Finir deuxième de sa poule avec 7 points, tenir tête au Brésil sans trembler, et se retrouver face aux Pays-Bas en seizième de finale : voilà la récompense absurde que la Coupe du Monde 2026 offre au Maroc.
Le paradoxe est brutal. Les Lions de l’Atlas ont livré l’une des meilleures phases de poules du tournoi, signant une véritable masterclass collective. Résultat ? Ils héritent de l’un des adversaires les plus coriaces de ce tour à élimination directe, pendant que des équipes qualifiées à l’arrachée, certaines grâce à un but iranien providentiel, se frottent les mains devant un tableau bien plus clément.

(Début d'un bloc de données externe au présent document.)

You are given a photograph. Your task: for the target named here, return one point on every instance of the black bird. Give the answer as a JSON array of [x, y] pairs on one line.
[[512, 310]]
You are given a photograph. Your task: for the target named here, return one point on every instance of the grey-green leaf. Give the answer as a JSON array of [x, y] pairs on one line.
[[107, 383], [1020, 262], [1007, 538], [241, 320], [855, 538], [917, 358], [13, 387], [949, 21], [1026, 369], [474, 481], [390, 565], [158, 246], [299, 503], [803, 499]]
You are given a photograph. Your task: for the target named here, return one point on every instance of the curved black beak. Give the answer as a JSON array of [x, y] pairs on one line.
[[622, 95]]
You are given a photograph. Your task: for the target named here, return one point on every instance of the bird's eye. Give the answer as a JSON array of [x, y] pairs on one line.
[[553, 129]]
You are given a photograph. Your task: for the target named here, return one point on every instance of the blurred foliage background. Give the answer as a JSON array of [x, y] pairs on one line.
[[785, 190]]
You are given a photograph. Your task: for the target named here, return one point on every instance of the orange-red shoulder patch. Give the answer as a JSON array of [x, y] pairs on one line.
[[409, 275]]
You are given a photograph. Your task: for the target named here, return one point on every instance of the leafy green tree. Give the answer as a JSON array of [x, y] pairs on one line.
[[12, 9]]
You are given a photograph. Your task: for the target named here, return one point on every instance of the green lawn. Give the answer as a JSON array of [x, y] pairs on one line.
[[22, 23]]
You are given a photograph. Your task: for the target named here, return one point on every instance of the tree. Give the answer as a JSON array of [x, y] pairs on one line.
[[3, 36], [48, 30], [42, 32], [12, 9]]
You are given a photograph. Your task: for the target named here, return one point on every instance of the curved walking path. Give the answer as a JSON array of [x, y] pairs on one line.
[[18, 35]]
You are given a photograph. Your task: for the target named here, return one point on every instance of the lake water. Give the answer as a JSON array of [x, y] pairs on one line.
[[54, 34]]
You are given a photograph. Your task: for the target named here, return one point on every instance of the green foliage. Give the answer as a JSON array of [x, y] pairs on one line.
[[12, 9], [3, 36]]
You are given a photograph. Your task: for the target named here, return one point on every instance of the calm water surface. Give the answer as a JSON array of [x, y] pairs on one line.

Ce n’est pas une anomalie anecdotique. C’est une faille structurelle du format à 48 équipes, où finir premier ou deuxième peut décider du parcours entier bien plus que le niveau réel affiché. Le Maroc avait déjà vécu ce cauchemar en 2022 : Belgique, Croatie en poule, puis Portugal, Espagne, France en phase finale. Une route réservée aux condamnés à mort.
« C’est injuste pour les Marocains, ils se retrouvent avec un seizième qui est en béton armé. Il y a des trucs qui sont délirants. », Daniel Riolo
Riolo dit tout haut ce que beaucoup pensent tout bas. Et il a raison. Le problème dépasse le simple mauvais sort : quand le règlement permet qu’un troisième de groupe joue un match plus facile qu’un deuxième ayant dominé sa poule, quelque chose est fondamentalement cassé dans la compétition.
Sans oublier l’éléphant dans la pièce : les pays organisateurs, États-Unis, Canada, Mexique, bénéficient d’un tableau savamment protégé. Le facteur chance ne devrait jamais peser aussi lourd dans une Coupe du Monde. Mais visiblement, en 2026, il pèse tout.